Activation of alternative apoptosis pathways in HepG2 cells after caspase arrest

Aims: Actinomycin D-sensitized HepG2 cells are highly susceptible to induction of apoptosis via stimulation of death receptors (TNF-R1, CD95 and TRAIL receptor) [1]. We and others showed that the pan-caspase inhibitor zVAD-fmk conferred complete protection of HepG2 cells against apoptosis induced by TNFα or agonistic anti-CD95 antibody [2]. Here we provide evidence that in presence of zVAD-fmk HepG2 cells can switch to caspase-independent apoptotic signaling pathways. Results: HepG2 cells were incubated with different apoptosis-inducing stimuli in presence or absence of various inhibitors.
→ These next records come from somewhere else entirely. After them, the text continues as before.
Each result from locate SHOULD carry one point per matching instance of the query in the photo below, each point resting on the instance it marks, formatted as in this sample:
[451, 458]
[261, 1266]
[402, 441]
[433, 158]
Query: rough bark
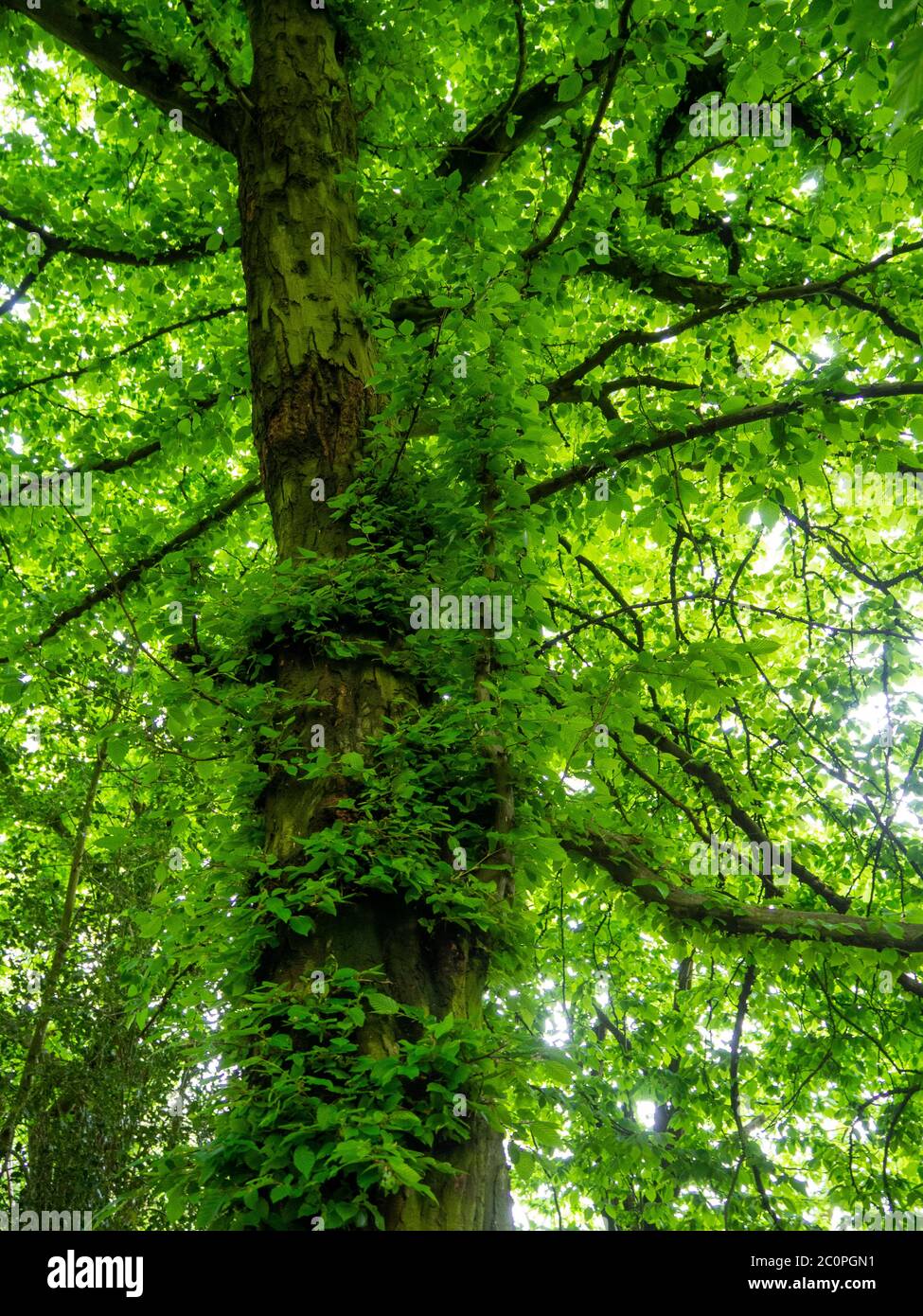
[311, 364]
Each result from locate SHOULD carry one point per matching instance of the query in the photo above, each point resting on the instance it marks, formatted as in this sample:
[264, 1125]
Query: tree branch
[117, 583]
[123, 56]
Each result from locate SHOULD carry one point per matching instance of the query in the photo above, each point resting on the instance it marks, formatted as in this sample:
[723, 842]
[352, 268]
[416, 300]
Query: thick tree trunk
[311, 364]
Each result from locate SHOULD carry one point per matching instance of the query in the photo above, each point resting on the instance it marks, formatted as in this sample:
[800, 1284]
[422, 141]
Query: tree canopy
[326, 903]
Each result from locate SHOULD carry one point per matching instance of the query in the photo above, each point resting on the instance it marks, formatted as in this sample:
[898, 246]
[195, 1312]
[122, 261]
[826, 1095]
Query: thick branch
[171, 256]
[115, 587]
[718, 908]
[747, 416]
[104, 40]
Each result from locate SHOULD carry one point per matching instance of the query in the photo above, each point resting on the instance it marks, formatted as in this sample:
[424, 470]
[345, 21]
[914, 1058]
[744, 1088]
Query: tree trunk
[311, 364]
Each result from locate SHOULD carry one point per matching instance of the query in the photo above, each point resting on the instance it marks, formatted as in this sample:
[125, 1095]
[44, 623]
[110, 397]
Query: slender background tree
[465, 738]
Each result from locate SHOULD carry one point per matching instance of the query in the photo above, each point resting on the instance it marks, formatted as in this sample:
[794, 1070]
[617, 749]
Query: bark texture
[311, 364]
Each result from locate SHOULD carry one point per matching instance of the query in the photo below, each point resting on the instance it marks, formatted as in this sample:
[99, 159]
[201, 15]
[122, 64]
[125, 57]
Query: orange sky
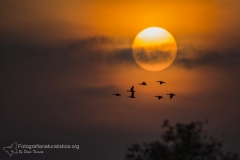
[63, 60]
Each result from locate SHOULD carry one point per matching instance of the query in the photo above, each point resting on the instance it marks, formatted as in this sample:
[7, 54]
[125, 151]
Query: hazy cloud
[189, 58]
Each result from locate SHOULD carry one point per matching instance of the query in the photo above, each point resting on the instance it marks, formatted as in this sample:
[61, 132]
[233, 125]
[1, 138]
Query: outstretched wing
[132, 95]
[132, 88]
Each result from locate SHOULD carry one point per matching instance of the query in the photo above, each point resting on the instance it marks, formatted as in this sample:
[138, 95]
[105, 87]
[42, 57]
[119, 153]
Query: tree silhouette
[181, 142]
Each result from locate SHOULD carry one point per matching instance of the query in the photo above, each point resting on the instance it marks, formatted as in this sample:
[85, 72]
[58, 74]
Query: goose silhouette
[159, 97]
[161, 82]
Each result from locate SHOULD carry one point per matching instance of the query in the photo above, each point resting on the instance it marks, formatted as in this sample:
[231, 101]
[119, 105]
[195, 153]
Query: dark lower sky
[61, 61]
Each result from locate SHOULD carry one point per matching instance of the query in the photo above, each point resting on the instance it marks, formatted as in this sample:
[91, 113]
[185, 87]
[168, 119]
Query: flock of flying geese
[144, 83]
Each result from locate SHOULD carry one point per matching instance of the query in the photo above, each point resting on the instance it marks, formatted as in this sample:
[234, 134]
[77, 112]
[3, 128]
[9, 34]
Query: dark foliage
[181, 142]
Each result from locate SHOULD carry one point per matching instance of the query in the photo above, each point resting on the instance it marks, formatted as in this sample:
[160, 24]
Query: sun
[154, 49]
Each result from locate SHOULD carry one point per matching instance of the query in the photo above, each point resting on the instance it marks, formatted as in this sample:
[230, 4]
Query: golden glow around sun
[154, 49]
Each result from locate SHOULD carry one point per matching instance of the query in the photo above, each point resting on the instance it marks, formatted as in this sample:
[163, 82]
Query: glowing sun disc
[154, 49]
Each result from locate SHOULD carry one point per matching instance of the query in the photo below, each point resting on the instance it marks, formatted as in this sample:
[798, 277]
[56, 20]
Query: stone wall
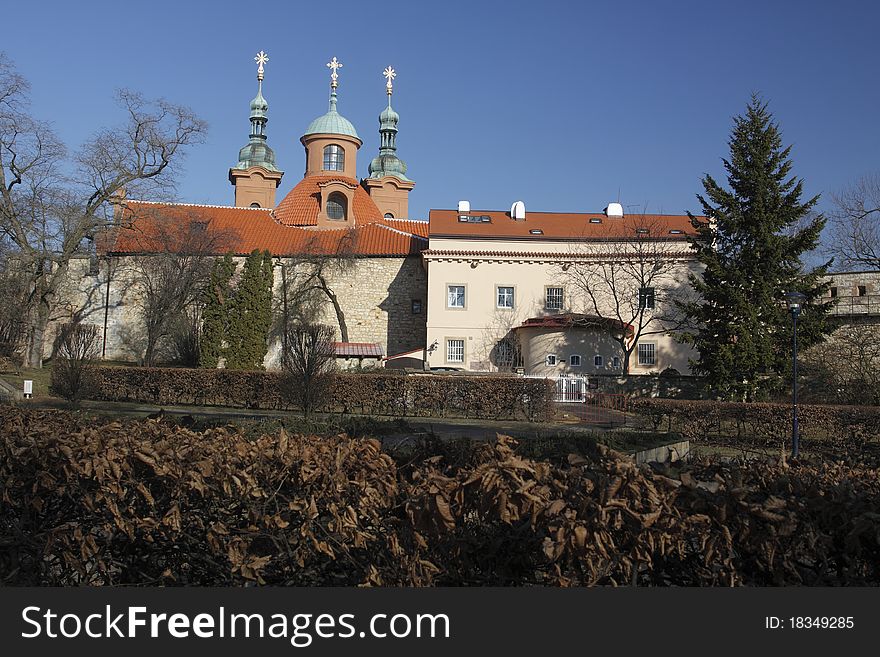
[376, 295]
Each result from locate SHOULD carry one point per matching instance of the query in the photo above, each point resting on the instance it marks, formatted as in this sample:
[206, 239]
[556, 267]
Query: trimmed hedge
[151, 504]
[490, 397]
[759, 422]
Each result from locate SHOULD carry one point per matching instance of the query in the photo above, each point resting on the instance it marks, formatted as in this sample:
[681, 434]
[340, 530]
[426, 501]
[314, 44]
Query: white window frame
[463, 287]
[498, 289]
[449, 342]
[644, 363]
[547, 305]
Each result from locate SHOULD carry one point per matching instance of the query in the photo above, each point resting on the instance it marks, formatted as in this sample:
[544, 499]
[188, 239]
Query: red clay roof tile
[300, 206]
[241, 230]
[558, 226]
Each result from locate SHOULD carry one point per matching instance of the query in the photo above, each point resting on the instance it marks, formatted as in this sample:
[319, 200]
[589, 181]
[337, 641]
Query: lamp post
[795, 301]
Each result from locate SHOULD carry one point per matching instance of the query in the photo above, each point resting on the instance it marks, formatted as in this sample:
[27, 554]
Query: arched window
[336, 207]
[334, 158]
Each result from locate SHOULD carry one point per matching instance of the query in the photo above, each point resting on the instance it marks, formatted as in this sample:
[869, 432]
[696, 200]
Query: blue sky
[564, 105]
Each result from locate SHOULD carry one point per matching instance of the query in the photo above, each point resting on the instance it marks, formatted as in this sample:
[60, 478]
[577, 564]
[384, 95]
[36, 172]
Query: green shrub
[490, 397]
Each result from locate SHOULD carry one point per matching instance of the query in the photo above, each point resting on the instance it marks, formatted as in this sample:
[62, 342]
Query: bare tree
[848, 364]
[77, 348]
[855, 225]
[307, 280]
[309, 361]
[14, 295]
[632, 289]
[52, 205]
[171, 275]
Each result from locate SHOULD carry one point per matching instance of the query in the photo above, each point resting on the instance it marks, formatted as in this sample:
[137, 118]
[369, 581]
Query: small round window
[334, 158]
[336, 207]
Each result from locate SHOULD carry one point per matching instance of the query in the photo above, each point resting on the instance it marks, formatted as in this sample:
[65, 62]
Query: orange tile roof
[153, 227]
[573, 320]
[300, 206]
[558, 226]
[365, 349]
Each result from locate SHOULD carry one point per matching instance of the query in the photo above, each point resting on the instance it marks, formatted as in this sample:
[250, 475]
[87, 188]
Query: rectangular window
[455, 296]
[647, 353]
[455, 351]
[504, 297]
[554, 299]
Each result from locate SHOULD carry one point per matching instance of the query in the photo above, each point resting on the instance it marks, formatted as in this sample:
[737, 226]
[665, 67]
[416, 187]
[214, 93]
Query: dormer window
[334, 158]
[336, 206]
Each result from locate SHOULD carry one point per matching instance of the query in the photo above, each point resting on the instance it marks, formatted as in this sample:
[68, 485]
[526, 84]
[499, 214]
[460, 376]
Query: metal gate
[568, 388]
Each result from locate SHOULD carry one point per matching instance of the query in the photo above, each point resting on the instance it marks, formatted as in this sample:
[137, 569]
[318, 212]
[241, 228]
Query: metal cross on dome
[389, 74]
[333, 65]
[261, 59]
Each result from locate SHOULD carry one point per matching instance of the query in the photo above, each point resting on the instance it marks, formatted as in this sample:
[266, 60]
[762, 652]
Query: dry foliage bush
[148, 503]
[491, 397]
[840, 429]
[77, 347]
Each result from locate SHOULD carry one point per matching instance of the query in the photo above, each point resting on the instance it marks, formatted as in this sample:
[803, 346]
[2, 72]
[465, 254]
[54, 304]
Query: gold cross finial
[261, 59]
[333, 65]
[389, 74]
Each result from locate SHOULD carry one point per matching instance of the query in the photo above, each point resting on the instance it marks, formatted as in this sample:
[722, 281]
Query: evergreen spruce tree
[251, 314]
[751, 249]
[217, 298]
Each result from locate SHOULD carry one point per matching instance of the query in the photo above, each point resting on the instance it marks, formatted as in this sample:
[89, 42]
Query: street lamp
[795, 301]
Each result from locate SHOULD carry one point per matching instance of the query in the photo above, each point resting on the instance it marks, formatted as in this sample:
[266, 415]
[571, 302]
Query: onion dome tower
[387, 183]
[256, 177]
[329, 196]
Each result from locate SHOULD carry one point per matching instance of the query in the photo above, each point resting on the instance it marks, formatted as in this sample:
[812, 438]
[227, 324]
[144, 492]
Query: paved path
[446, 428]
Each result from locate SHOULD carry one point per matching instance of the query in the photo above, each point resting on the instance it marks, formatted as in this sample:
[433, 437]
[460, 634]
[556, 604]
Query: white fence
[568, 388]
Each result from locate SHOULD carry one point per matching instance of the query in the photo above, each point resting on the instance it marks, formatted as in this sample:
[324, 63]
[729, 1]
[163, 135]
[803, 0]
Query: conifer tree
[751, 248]
[251, 314]
[215, 315]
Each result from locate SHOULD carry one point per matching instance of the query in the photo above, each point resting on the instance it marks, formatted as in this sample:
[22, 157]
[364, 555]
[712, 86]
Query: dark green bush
[490, 397]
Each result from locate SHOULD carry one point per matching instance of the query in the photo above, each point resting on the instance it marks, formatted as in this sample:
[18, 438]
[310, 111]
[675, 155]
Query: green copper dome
[332, 122]
[256, 153]
[386, 163]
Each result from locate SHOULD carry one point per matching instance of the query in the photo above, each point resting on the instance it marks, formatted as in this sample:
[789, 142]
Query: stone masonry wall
[376, 295]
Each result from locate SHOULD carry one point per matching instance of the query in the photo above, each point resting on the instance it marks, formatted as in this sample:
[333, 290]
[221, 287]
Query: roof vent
[518, 211]
[614, 210]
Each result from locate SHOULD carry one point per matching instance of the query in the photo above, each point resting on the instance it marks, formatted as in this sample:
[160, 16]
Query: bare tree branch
[48, 216]
[636, 287]
[855, 225]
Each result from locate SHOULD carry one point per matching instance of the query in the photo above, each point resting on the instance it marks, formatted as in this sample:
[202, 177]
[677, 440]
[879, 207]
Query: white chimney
[614, 210]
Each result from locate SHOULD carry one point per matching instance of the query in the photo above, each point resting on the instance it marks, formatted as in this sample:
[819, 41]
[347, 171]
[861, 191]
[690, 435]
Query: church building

Apoptosis was characterized by morphological criteria, caspase activation and secondary necrosis, i.e. LDH release or with the Alamar Blue assay. Incubation of HepG2 cells with high concentrations of the pan-caspase inhibitor zVAD-fmk conferred complete protection against death receptor agonists. While it was assumed that this protection was due to caspase arrest, we noticed that an approximately 200 fold lower concentration of the inhibitor is sufficient to completely block caspase activity. Morphological analysis confirmed that cell death under caspase arrest was still of apoptotic nature. Similar results were obtained when apoptosis was induced by direct activation of the intrinsic death signaling pathway (UV radiation or staurosporine). In contrast, in different apoptosis models – either being induced by death receptor agonists or by UV radiation – hepatocyte death was strictly dependent on caspase activation, since inhibition of caspases and prevention of cell death strictly correlated. This dicrepancy suggest the existence of alternative intracellular death-inducing proteases. We tested this hypothesis by incubating HepG2 cells on top of very low but completely caspase-inhibiting concentration of zVAD-fmk with various other serine protease inhibitors. In fact, the established serine protease inhibitors TLCK and TPCK conferred protection against TRAIL under such conditions, i.e. only in presence of very low zVAD-fmk. These data suggest a switch to a serine protease-dependent pathway in HepG2 cells when caspases are inhibited. Conclusion: From our data we conclude that caspases are activated in, but dispensable for apoptosis of HepG2 cells. The existence of a fundamentally different apoptotic mechanism in this transformed tumor cell line as compared to primary hepatocytes has general bearings for potential anti-neoplastic approaches in the liver.

Literatur: 1. Leist M et al. Cytokine-mediated hepatic apoptosis. Rev. Physiol. Biochem. Pharmacol. 1998; 133:109-155. 2. Künstle et al. ICE-protease inhibitors block murine liver injury and apoptosis caused by CD95 or by TNF-alpha. Immunol. Lett. 1997; 55:5-10.